Si le Premier ministre a répété mardi sa "détermination totale" à mener à bien la réforme promise par le président Emmanuel Macron et à créer le "système universel" de retraite par points censé remplacer les 42 régimes existants, plusieurs membres du gouvernement ont donné des signes d'ouverture. "Evidemment nous sommes ouverts à bâtir un compromis", a dit la porte-parole du gouvernement Sibeth Ndiaye.

M. Philippe a déjà prévu de revoir les partenaires sociaux "ensemble lors d'une multilatérale" jeudi à 16H00.

Un raout propice à d'ultimes compromis avant l'envoi au Conseil d'Etat d'une première mouture du projet de loi dont la présentation en Conseil des ministres est programmée le 22 janvier.

Le temps presse donc, d'autant plus que la grève se poursuit dans les transports en commun, entraînant de fortes perturbations du trafic des trains et du métro parisien.

La compagnie ferroviaire nationale SNCF affirme qu'elle pourra transporter ce weekend tous les passagers ayant déjà réservé un billet TGV. Mais pour l'instant, tous les syndicats de cheminots, y compris la CFDT à la SNCF, refusent la "trêve" de Noël souhaitée par l'exécutif et par Laurent Berger, seul soutien de poids au principe d'un "système universel".
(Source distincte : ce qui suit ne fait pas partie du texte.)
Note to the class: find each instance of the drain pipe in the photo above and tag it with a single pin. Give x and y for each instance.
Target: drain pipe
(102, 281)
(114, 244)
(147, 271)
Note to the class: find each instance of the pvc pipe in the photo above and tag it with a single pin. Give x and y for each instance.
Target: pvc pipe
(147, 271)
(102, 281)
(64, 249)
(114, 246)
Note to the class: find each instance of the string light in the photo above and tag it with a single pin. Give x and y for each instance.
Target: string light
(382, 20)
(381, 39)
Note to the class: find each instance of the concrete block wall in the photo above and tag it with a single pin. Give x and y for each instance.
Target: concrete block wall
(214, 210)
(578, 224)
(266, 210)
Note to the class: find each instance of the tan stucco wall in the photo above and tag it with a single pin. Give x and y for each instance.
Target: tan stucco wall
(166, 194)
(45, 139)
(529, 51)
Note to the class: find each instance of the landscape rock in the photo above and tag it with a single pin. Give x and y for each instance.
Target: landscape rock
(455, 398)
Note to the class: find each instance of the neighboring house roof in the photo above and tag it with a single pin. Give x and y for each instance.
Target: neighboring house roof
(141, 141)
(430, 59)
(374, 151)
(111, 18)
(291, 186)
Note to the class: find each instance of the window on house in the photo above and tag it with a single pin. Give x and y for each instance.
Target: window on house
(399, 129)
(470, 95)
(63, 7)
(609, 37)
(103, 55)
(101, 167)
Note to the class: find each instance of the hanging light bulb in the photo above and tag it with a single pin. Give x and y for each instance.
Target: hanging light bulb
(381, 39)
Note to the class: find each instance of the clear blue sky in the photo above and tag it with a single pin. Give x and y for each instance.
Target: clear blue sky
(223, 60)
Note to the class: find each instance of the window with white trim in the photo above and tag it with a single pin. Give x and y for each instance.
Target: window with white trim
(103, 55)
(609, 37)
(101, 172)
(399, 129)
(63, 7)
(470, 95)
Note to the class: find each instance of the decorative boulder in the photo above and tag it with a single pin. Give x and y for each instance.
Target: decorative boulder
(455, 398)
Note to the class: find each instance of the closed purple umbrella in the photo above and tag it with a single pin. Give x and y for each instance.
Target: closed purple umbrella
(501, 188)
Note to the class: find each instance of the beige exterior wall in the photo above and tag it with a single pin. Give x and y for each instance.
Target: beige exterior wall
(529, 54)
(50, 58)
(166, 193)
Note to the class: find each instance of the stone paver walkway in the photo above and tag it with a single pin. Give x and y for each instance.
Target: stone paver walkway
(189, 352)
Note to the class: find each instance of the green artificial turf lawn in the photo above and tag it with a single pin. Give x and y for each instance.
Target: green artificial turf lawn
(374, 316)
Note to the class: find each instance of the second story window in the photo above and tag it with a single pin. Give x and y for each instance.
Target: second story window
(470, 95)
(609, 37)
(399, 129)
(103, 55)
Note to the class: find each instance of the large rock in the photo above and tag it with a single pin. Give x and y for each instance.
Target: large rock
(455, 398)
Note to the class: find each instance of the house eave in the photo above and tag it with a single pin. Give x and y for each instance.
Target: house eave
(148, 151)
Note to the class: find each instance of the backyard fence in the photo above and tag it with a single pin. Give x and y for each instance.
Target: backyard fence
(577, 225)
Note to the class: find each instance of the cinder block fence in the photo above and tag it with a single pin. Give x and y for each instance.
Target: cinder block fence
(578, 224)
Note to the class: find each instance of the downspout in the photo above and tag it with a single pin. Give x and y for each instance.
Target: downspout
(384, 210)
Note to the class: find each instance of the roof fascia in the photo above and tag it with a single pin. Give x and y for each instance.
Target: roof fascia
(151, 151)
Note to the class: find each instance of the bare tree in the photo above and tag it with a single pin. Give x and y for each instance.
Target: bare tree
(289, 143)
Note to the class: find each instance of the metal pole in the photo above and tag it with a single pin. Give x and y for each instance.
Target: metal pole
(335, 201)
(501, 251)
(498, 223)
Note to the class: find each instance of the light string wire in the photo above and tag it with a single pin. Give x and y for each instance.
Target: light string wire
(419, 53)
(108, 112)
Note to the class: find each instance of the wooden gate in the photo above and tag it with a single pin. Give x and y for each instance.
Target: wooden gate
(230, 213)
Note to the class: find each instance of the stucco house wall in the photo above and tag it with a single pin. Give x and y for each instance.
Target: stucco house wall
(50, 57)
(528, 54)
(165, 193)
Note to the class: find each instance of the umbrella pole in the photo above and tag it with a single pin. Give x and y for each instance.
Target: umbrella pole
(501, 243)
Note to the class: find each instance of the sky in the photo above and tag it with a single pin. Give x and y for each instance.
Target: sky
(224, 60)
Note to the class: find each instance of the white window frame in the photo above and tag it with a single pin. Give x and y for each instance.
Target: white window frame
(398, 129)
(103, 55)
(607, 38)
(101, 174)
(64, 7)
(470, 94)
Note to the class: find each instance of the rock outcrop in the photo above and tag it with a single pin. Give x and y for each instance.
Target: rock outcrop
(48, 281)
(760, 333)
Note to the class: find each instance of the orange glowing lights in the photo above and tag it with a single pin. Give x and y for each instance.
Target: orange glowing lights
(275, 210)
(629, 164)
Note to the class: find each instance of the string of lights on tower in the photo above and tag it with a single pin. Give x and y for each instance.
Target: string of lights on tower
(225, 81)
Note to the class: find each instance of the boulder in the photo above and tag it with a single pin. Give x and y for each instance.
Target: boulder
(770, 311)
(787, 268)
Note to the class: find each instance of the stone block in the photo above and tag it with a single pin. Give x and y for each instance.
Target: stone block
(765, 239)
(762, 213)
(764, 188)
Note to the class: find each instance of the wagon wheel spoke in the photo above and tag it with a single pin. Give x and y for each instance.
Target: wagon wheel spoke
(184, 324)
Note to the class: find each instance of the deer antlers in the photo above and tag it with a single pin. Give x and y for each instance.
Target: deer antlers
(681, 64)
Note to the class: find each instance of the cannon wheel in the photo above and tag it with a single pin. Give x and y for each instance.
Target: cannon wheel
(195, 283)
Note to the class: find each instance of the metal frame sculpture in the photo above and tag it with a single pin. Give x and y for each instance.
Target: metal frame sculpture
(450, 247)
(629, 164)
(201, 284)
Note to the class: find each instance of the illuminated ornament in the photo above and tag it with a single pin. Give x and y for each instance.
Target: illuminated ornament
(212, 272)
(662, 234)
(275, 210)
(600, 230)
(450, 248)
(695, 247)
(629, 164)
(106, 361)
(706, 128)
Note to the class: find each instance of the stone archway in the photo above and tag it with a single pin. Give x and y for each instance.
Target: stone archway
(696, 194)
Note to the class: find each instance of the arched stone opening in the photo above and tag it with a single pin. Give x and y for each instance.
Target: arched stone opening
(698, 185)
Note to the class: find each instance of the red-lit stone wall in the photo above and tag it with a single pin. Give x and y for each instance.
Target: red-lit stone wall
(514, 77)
Le renoncement à "l'âge d'équilibre" serait un geste fort envers cet allié potentiel "qui commence à être doublé par une partie de sa base", observe une députée de la majorité présidentielle, convaincue que "si la CGT reste la seule à bloquer, ça va, on passe".

D'autres obstacles se dressent encore sur le chemin de la réforme: si la menace est à relativiser venant des avocats, experts-comptables et autres infirmières libérales, elle pourrait en revanche s'avérer plus gênante du côté des hôtesses, stewards et pilotes de ligne, en plein weekend de retour de vacances.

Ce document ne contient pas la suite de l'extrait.